Vitiligo is a medical condition that causes the skin to lose color. Some people develop a few spots that lighten or turn completely white. Others can have widespread loss of skin color. Vitiligo can develop on any part of the body, but commonly begins on the hands, forearms, feet or face. There is no way to predict how much color a person will lose.
Who is at Risk?
Vitiligo affects both genders and all races, but it is more noticeable in people with darker skin. The close “blood relatives” of a patient with vitiligo are also at an elevated risk of developing vitiligo. Patients with vitiligo also have an increased risk of other autoimmune disorders, such as thyroid disease, Type 1 diabetes, rheumatoid arthritis, and others.
Researchers have discovered that vitiligo develops when cells called melanocytes die or are destroyed by the body’s immune system. As the cells die, an area of the skin or hair turns white because the cells no longer make pigment.
Vitiligo is apparently caused by inheritance of multiple causal genes simultaneously, possibly in different combinations in different people, plus exposure to environmental risk factors or triggers, which are not yet known. Phenols are one example of a suspected environmental trigger. More commonly, stress, whether emotional or physical, can trigger vitiligo. Research continues into these and other possibilities.
When a dermatologist suspects vitiligo, the practitioner examines the skin. A device called a Wood’s lamp, which shines ultraviolet light onto the skin, may be used to help the dermatologist distinguish vitiligo from other skin conditions.

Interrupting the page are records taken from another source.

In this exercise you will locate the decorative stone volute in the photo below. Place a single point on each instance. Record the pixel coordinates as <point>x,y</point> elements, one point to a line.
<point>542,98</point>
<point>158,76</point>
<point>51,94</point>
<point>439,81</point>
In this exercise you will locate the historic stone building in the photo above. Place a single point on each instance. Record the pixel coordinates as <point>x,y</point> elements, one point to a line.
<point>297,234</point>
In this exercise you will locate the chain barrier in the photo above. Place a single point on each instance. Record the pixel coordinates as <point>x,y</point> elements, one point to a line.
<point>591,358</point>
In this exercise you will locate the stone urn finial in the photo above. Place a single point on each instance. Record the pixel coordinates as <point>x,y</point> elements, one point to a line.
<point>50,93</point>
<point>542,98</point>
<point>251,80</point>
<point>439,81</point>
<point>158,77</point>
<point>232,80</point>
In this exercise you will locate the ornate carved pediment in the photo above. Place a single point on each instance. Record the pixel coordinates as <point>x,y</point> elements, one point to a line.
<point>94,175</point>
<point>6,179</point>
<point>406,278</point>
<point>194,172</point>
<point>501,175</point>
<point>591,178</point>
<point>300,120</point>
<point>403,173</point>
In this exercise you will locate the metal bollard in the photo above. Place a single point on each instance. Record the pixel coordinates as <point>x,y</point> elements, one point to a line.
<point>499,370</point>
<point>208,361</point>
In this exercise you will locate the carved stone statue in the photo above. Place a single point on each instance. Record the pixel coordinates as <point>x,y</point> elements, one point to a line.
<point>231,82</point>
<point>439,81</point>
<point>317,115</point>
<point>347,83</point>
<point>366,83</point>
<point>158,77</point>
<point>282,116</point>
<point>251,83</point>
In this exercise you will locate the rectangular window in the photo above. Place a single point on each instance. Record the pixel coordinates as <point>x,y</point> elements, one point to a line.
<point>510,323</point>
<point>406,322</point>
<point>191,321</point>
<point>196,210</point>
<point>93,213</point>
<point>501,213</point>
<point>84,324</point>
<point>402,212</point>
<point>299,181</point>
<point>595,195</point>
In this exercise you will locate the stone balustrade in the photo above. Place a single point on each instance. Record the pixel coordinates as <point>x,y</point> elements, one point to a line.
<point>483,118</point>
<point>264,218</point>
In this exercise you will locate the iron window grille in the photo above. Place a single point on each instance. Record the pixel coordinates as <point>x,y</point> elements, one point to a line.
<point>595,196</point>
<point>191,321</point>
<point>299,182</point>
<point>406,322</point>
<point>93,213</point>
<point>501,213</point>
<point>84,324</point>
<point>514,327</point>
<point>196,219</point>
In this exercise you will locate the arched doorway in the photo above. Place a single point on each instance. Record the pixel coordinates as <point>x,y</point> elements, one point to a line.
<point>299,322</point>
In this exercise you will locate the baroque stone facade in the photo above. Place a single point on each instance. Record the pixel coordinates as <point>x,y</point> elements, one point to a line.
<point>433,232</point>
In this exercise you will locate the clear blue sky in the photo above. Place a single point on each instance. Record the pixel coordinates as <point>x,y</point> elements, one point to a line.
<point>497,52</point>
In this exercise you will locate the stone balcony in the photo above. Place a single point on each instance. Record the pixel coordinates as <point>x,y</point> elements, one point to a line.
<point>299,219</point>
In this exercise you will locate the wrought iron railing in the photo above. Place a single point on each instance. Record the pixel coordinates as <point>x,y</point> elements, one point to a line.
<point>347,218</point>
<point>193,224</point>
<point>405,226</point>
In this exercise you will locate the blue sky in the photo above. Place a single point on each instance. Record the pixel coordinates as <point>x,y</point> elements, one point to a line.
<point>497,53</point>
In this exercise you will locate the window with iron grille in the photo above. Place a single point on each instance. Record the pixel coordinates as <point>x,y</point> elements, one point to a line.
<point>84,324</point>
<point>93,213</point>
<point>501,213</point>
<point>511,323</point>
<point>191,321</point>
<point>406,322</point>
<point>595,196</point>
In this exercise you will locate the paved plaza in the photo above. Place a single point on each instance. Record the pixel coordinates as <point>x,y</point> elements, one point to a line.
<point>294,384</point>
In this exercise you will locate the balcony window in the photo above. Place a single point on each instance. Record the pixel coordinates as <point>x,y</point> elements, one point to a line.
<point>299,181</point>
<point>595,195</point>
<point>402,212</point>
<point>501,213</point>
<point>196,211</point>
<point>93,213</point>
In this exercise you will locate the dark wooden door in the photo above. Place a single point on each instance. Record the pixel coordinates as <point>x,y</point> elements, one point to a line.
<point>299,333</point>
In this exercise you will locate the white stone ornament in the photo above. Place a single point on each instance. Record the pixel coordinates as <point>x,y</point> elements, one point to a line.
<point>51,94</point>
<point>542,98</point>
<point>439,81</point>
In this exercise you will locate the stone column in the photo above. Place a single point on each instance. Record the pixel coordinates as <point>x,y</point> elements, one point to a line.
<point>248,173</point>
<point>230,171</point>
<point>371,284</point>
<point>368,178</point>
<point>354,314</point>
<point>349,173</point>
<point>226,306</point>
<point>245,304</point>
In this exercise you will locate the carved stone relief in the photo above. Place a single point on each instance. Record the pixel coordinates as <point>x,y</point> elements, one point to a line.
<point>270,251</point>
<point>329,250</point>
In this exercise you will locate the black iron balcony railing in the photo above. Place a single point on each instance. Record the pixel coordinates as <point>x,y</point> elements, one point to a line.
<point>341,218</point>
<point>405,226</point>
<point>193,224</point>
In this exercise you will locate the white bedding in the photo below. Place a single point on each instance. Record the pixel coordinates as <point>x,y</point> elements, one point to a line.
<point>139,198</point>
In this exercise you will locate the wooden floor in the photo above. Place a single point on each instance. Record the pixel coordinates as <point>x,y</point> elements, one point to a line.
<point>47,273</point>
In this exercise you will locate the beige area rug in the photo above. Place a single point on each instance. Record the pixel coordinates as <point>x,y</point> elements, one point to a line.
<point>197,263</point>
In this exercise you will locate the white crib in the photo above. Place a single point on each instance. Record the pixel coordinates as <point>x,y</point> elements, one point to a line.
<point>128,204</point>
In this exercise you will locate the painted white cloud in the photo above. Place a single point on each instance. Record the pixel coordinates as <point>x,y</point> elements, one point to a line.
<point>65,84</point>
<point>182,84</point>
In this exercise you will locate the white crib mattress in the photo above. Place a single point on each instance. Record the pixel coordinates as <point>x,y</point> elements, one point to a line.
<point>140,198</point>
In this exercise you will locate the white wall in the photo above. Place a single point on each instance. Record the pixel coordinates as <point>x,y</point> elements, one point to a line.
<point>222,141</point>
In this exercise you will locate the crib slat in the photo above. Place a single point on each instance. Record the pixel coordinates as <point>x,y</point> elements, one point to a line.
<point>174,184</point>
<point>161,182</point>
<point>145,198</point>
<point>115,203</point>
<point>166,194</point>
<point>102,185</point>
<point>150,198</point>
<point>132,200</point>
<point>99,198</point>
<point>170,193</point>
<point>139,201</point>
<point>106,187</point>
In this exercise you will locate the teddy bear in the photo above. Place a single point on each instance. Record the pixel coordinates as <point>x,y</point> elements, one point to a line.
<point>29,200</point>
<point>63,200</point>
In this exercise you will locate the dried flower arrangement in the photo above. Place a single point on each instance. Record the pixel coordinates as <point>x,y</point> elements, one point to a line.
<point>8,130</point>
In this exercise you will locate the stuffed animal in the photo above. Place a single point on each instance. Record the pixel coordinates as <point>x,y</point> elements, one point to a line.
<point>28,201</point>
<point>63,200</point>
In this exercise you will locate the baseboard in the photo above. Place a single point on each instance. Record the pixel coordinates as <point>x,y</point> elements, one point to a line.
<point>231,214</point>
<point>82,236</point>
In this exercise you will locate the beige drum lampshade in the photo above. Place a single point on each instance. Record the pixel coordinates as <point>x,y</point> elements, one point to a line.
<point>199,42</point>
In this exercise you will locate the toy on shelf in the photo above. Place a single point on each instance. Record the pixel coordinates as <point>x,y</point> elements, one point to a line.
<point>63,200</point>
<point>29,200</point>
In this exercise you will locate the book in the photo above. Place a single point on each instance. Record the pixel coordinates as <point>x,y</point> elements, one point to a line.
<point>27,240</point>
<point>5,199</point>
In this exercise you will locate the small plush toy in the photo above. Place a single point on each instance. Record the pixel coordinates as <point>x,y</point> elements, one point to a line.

Depending on your symptoms, blood work may or may not be ordered to see if other associated autoimmune conditions are present.
Skin color in vitiligo can occasionally return without treatment.
The first line of treatment in vitiligo is usually topical creams or ointments. If there is no response, other treatments may be considered if they are approved by the patient’s insurance company. There are a number of light and laser treatments for vitiligo, including narrow band UVB, PUVA, or treatment with an ultraviolet Xtrac laser, all of which are available at Brinton Lake Dermatology.
Camouflaging areas of vitiligo with make-up, a self-tanner or dye is sometimes suggested. It is especially important that patients with vitiligo use good sun protection and avoid tanning. The areas of vitiligo will be more visible, if the normal pigmented skin is tan. The areas of vitiligo also have no natural pigment sun protection and are very susceptible to sunburn.